2007年 8月 6日 (月) 

       

■  達増知事インタビュー 医師不足問題を痛感

 危機を希望に変えると訴えて県民の負託を受けて知事選に初当選し、4月末に就任した達増知事。盛岡タイムス社は就任3カ月の達増知事にインタビューした。達増知事は就任後、さらに医師不足問題の根深さを感じており、08年度予算編成でも医師定着を図る観点で奨学金制度を整備する考えを明らかにした。盛岡市との関係については「うまいパートナーシップを築いてやっていければ」と述べ、自立の中でも相互連携が必要との見解を示した。(インタビューの詳報は4面)

     
  就任3カ月を経てインタビューに答える達増知事  
 
就任3カ月を経てインタビューに答える達増知事
 
  県庁に入ってから浮かび上がった県政課題について、達増知事は「医師不足の問題は根が深いなと思った。就任前に大変だと思っていた以上」と痛感。県の施策として6月補正に計上した岩手医大の定員増に対する関係予算のほか「来年度予算に向けて、岩手に医師が定着していくような奨学金の新しい仕組みを含めて、制度を整備するのが今、最大の課題になっている」との認識を示した。

  危機を希望に変える一つとして県民が期待する県民所得の向上。マニフェストに掲げた新地域主義戦略とソフトパワー戦略を基本とし「6月補正予算で一歩踏み出したので来年度予算にさらに盛り込んでいきたい」と、推進の意欲をみせた。

  4広域振興圏の中で、中核市となる盛岡市を含む県央振興圏との県との関係については「ともすれば、政令都市は県とほとんど没交渉になって、ばらばらに施策をやったりする例が見受けられる」と指摘。

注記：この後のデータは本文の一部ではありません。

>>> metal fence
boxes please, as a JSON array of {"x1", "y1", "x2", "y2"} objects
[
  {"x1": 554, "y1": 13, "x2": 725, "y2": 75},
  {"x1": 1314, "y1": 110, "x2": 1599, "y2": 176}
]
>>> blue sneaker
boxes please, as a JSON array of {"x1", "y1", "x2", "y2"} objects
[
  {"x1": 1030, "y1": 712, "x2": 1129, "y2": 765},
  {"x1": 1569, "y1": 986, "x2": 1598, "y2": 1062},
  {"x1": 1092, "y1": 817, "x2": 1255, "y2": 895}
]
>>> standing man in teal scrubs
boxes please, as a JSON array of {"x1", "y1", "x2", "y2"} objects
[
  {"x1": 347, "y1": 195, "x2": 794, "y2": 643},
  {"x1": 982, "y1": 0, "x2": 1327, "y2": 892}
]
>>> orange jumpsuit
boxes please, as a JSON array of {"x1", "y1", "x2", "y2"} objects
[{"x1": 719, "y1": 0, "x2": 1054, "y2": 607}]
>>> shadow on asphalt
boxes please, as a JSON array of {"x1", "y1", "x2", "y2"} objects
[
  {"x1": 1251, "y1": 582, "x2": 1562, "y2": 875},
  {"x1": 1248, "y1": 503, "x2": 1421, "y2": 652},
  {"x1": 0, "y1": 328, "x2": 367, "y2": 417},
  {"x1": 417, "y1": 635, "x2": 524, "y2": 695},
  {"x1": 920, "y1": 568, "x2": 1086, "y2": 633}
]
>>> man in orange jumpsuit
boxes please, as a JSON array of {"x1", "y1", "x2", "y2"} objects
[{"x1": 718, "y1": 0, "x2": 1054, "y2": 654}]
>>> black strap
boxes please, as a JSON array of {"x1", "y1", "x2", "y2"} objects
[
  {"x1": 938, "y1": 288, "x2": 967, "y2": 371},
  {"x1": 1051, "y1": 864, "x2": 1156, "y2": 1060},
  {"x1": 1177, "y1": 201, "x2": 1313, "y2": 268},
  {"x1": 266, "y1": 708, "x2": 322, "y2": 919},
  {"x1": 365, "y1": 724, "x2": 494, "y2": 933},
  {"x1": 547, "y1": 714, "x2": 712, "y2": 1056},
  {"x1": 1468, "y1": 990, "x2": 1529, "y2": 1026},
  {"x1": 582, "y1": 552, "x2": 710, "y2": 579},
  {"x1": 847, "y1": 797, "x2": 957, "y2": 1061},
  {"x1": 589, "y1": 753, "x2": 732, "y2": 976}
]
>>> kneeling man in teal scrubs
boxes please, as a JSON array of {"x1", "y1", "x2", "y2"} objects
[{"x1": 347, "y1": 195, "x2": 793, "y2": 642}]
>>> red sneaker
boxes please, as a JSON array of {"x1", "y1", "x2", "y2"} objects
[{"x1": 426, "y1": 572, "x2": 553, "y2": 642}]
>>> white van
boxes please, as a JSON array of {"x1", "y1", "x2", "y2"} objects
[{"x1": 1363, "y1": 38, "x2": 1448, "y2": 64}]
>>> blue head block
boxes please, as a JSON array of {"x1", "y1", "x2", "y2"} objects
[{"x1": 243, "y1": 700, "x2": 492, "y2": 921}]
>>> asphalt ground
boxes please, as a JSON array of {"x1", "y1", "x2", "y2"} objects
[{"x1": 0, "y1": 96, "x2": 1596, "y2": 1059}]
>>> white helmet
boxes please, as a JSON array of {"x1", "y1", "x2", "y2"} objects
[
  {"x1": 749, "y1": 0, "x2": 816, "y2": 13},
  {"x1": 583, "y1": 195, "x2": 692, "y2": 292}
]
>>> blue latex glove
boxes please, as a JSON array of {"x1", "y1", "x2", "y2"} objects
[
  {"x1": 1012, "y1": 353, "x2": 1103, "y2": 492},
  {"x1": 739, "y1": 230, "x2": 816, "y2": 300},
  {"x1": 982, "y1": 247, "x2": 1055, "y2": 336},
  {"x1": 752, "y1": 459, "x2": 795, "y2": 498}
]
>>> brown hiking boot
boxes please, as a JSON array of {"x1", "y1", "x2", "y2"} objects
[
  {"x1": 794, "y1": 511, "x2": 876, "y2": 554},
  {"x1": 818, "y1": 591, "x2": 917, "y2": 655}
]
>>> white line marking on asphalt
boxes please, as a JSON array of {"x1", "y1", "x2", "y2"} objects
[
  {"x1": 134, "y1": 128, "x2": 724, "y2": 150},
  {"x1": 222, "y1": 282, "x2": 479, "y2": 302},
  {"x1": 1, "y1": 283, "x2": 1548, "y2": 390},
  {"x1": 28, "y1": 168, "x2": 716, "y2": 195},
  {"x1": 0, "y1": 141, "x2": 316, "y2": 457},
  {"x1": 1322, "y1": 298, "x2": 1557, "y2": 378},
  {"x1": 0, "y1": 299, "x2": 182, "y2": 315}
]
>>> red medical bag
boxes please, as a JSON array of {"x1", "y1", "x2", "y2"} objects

  その上で「盛岡市と岩手県は運命共同体的なところがある。制度上はそれぞれの市や町村が行政をしている。そのへんの一体的な連携を県が振興局を通じてコーディネートしていくような体制が望ましい」ととらえ「岩手県と盛岡市とうまいパートナーシップを築いてやっていければ」と述べた。

  議会と執行部との関係には「二元代表制の中で、それぞれがやるべきことをきちっとやっていけば基本的にはうまくいくと思っている。行政は議会にチェックされる側であり、緊張関係は必要なのかなと思う。基本はルールにのっとって、本会議中心に議会の中での質問に対する答弁を中心にしてやっていく」姿勢を示した。